Clients PXE booting from another subnet

jgiovann · Dec 3, 2018, 1:33 AM

Greetings,

I’ve successfully setup a FOG server with a DNSmasq service running, i.e. there is an existing production DHCP server (RHEL 7.4)

Clients in the same subnet as the FOG server (192.168.0.1/24) can communicate with the FOG server (192.168.0.87) when PXE booting
However clients on another subnet (192.168.2.1/24) are not able to communicate to the FOG server via PXE booting
What additional options need to be configured on the DHCP server (not the FOG server) to direct/help clients in the 192.168.2.1/24 subnet to PXE boot off the FOG server ?

Going back to the installation script I can see the following suggestion:

On a Linux DHCP server you must set: next-server and filename

I can provide more details as required.

John

Sebastian Roth · Dec 3, 2018, 5:57 AM

@jgiovann PXE booting is done via so called broadcasts. A client sends a DHCP request to a broadcast address (everyone in its network), DHCP server and DHCP proxy (dnsmasq) see this and answer. Now this broadcast is restricted to the local subnet per definition.
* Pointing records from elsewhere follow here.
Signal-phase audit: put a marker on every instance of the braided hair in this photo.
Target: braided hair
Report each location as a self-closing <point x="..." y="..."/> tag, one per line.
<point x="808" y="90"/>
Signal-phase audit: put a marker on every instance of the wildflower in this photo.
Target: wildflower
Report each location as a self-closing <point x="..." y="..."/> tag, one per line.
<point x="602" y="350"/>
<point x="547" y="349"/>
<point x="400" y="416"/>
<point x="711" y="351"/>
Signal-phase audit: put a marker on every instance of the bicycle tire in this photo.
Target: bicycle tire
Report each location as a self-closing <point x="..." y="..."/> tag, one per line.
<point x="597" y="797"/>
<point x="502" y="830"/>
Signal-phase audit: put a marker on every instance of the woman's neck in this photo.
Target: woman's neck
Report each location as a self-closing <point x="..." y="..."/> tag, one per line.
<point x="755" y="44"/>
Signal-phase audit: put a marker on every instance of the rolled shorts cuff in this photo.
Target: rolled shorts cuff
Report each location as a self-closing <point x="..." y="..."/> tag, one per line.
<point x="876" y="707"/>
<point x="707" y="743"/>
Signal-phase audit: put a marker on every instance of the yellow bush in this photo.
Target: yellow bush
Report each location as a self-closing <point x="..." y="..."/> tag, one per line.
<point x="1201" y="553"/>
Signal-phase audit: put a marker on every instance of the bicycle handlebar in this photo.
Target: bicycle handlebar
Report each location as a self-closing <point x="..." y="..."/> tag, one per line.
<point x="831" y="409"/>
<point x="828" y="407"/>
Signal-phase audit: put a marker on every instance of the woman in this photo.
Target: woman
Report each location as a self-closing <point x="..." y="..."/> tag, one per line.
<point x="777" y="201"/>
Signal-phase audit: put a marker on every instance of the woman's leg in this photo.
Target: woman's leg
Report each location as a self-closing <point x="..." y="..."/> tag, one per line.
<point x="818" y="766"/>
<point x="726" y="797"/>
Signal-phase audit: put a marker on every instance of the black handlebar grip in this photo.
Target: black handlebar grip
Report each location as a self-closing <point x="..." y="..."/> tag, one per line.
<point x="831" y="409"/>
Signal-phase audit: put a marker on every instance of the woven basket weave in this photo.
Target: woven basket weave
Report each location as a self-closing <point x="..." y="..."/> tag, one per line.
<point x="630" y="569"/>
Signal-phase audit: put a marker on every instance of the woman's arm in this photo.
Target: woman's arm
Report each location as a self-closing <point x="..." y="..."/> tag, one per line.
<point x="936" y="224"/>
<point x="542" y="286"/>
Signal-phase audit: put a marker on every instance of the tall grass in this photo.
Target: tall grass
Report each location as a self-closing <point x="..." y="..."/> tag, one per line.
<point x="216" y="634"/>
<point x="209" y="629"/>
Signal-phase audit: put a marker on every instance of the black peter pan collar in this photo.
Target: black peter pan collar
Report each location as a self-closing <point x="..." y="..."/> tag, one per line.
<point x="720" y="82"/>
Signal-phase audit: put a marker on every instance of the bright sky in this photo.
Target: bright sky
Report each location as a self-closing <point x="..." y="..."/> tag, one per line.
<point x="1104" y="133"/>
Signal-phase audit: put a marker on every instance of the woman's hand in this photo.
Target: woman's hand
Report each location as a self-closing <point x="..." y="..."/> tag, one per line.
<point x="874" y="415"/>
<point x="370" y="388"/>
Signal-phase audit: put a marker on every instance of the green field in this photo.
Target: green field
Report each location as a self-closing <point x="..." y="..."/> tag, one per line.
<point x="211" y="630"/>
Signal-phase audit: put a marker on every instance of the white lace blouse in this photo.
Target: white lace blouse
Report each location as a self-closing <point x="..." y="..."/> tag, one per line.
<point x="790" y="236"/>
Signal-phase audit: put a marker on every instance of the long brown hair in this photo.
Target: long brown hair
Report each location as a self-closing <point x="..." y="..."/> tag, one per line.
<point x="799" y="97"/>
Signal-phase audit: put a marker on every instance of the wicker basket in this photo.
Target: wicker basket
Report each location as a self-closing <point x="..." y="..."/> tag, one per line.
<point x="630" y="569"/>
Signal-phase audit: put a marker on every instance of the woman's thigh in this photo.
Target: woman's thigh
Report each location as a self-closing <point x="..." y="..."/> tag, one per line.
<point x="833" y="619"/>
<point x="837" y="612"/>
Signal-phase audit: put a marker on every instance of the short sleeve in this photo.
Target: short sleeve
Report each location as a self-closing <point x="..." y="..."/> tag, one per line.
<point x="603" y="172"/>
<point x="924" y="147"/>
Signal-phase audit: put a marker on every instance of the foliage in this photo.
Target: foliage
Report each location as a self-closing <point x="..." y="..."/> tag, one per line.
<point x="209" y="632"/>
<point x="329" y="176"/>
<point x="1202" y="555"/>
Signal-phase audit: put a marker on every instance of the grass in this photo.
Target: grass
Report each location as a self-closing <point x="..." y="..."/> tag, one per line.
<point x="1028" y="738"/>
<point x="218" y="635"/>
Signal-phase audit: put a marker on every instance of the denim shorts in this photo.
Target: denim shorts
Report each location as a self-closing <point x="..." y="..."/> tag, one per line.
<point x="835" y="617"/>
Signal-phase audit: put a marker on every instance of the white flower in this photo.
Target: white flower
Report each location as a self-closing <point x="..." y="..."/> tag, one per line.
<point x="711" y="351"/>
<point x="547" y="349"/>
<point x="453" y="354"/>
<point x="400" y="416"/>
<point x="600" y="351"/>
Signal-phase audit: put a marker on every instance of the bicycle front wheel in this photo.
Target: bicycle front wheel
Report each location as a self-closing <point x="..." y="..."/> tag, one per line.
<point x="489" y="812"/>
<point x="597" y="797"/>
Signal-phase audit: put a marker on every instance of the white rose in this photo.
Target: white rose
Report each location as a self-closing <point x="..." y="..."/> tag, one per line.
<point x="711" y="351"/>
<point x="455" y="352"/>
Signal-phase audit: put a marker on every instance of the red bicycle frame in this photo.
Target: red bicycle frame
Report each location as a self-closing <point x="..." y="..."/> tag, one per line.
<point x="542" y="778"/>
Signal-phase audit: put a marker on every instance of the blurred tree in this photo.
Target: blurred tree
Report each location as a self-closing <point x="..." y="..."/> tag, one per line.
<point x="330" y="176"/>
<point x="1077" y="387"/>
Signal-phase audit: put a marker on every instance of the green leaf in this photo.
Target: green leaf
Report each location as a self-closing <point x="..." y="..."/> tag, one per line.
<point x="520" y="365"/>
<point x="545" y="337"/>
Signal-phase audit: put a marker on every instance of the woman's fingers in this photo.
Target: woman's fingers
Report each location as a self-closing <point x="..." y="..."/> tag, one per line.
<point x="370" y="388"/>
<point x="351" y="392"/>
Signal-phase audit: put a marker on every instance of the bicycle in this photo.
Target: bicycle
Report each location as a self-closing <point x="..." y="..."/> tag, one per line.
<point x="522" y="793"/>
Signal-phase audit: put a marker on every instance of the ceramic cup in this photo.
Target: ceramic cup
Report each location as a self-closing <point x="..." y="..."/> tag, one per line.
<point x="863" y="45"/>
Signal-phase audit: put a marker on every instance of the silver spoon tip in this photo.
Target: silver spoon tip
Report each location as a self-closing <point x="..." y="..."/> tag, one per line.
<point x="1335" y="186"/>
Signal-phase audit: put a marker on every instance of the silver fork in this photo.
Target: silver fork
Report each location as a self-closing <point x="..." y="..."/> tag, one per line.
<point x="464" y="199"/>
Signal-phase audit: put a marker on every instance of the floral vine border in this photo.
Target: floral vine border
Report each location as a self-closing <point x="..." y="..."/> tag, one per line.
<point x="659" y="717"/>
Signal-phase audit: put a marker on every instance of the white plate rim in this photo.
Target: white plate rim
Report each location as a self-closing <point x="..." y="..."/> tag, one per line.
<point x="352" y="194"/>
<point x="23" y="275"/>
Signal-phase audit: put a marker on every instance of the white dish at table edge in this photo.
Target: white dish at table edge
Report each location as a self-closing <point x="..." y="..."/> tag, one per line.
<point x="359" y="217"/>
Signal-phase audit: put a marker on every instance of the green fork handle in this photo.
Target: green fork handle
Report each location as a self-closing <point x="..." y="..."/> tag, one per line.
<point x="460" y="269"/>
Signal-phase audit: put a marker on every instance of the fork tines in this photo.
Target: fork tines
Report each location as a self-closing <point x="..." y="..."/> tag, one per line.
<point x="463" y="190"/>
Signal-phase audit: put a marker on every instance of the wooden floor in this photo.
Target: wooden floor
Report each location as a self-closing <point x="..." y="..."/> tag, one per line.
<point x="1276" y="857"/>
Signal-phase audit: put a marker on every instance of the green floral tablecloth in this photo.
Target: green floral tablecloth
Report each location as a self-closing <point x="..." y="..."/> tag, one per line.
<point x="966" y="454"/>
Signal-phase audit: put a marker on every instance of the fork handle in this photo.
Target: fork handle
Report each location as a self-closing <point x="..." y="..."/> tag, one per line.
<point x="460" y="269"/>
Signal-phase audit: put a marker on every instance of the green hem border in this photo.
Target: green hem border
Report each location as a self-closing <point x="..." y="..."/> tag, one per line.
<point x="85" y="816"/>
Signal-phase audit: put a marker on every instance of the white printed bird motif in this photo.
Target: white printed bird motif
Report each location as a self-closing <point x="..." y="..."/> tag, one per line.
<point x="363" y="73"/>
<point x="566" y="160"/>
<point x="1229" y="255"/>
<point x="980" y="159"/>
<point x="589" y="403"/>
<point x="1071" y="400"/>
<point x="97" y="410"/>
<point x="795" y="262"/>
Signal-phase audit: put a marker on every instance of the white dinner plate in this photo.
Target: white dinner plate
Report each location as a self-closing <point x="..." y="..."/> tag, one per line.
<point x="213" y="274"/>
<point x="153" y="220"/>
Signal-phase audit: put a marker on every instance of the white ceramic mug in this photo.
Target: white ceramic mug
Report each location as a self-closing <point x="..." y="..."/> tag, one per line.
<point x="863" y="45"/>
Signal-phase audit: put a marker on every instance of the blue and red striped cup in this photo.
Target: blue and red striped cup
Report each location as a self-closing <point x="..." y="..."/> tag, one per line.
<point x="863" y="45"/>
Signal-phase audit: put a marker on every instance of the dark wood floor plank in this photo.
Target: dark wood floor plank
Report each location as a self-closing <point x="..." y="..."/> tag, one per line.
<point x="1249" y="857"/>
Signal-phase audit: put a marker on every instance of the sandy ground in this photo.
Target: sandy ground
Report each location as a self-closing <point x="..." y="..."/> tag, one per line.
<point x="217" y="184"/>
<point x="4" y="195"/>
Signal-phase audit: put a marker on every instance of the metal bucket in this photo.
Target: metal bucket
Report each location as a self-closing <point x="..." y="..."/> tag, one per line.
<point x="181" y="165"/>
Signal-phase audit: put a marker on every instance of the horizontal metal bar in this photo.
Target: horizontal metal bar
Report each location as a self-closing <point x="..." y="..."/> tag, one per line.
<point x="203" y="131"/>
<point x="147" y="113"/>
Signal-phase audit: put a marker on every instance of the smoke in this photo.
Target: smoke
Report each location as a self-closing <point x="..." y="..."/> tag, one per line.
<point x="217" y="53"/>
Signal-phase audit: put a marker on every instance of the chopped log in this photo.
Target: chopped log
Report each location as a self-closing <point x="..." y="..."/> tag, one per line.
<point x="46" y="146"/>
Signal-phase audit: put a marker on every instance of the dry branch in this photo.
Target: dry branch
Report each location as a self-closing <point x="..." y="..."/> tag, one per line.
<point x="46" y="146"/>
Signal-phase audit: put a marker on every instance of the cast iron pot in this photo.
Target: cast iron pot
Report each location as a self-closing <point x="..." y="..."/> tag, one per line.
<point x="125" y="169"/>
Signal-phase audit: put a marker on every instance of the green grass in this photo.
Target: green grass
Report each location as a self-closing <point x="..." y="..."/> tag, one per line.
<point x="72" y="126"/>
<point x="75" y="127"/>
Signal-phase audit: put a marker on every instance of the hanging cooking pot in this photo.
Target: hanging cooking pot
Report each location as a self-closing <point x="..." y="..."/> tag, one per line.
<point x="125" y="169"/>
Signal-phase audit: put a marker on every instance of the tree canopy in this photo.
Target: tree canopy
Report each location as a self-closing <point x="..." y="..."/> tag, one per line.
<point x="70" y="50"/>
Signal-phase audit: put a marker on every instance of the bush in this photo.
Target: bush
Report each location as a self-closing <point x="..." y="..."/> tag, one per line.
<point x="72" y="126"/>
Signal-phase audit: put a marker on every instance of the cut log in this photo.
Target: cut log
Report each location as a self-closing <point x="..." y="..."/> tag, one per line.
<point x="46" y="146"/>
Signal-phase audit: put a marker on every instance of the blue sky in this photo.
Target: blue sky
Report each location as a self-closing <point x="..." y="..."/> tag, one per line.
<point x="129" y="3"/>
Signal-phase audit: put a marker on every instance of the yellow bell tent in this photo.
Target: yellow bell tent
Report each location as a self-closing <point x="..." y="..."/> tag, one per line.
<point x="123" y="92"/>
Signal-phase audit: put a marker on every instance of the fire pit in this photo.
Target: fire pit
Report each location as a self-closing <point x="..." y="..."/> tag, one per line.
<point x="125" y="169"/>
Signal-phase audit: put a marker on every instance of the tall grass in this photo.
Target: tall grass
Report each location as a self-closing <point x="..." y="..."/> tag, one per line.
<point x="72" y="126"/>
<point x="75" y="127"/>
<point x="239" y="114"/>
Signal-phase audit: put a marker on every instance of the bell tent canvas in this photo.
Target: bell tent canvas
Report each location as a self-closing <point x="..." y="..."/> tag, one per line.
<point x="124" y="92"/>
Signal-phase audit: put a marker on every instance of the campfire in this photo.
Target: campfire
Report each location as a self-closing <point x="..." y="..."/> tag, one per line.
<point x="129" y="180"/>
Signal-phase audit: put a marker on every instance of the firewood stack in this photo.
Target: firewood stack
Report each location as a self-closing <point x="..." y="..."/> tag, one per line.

So I am wondering how your clients in the 192.168.2.0/24 subnet get IP addresses. Is there another DHCP server or you have so called IP helpers/DHCP relay configured to forward the DHCP packets from that other subnet to your DHCP server. I guess the later one is the case as you would have told us about a seond DHCP server. Then you need to setup IP helpers/DHCP relay to also forward the DHCP packets to your FOG server where dnsmasq is running.

On the other hand I am wondering why you did set things up using dnsmasq at all. You should be able to adjust your existing RHEL DHCP server config easily to PXE boot clients without needing to fiddle with dnsmasq at all. Check out the example configs in our wiki: https://wiki.fogproject.org/wiki/index.php?title=BIOS_and_UEFI_Co-Existence#Example_1 (most important parts are next-server -> should point to FOG server IP; class/match/filename blocks -> just use as we have them in the example)

george1421 · Dec 3, 2018, 1:05 PM

Since you are running dnsmasq, dnsmasq is supplying the pxe boot information for the local subnet. As Sebastian says dhcp (pxe booting) relies on broadcast messages to communicate. Because your remote subnet (192.168.2.0/24) is isolated by a router, those broadcast messages are filtered out by your router. I’m assuming that your dhcp server and FOG server are on the 192.168.0.0/24 subnet. AND your dhcp server is issuing IP addresses for the 192.168.0.0/24 and 192.168.2.0/24 subnet. If this is the case, on your router between the subnets, you’ve probably setup a dhcp-helper / dhcp-relay service. That service forwards dhcp requests between your subnet.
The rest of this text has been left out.